Hi,
I am a total newbie to R so I apologize if the answer to my question is too
obvious. I a data set of the following form:
Date
V1
V...
VN
Region
Industry
22/03/1995 23:01:12
1
3
2
15
A
21/03/1995 21:01:12
3
3
1
9
C
1/04/1995 17:01:06
3
2
1
3
B
Now I would like to analyze the data in the data.frame by Region, Industry,
Date (I would like to collapse the whole think to weekly data) and by the
three different answering options {1,2,3} in V1...VN. In stata which I used
before i did this step by step with a loop over all questions (V1...VN):
egen pos_`X'=total(`X'==1), by(industry week_year); egen
pos_`X'=total(`X'==2, by(industry week_year). This step-by-step
procedure
works because stata, even if the dates are displayed as weeks, doesn't
aggregate the values immediately. Unfortunately there seems to be no command
which works exactly in the same manner as by() (from stata) in R. My by now
most successful attempt accomplish the above described task was by using:
as.data.frame(tapply(euwifo[,1]=1, list(df$date, df$region, df$industry),
mean))
(where date is formatted as ISO-weekly %U)

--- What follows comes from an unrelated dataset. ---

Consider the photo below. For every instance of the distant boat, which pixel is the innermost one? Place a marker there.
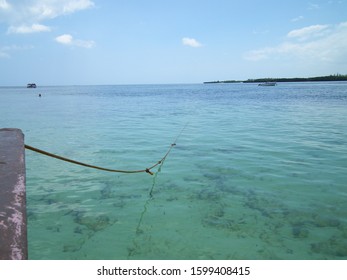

Of course I would have to loop this over all questions (20) and all
answering possibilities (3) but at least it gives me an out put of the
structure:
.
industry.region
Industry.region
industry.region
industry.region
10-1995
32
45
10
9
15-1995
2
47
5
6
I could live with that because I could recombine the so created different
dataframes thenafter. My problem however is tapply doesn't preserve the
dataframe's format as a time series (xts). This means R aggregates by time
(week) (and industry and region) but the weeks on the x-axis are not in the
right order. I also tried to apply.weekly() but this doesn't seem to do what
I want to do.
Could anyone give me a hint how i could to this? Maybe with formatting the
data frame as time series data beforehand with preserving this during that
procedure. And maybe somebody also has an idea how I can maybe avoid all
this looping.
I would appreciate it very much much if somebody of you could give me a
hint!
Best regards,
Andreas
--
View this message in context:
http://r.789695.n4.nabble.com/Splitting-up-large-set-of-survey-data-into-categories-tp4323327p4323327.html
Sent from the R help mailing list archive at Nabble.com.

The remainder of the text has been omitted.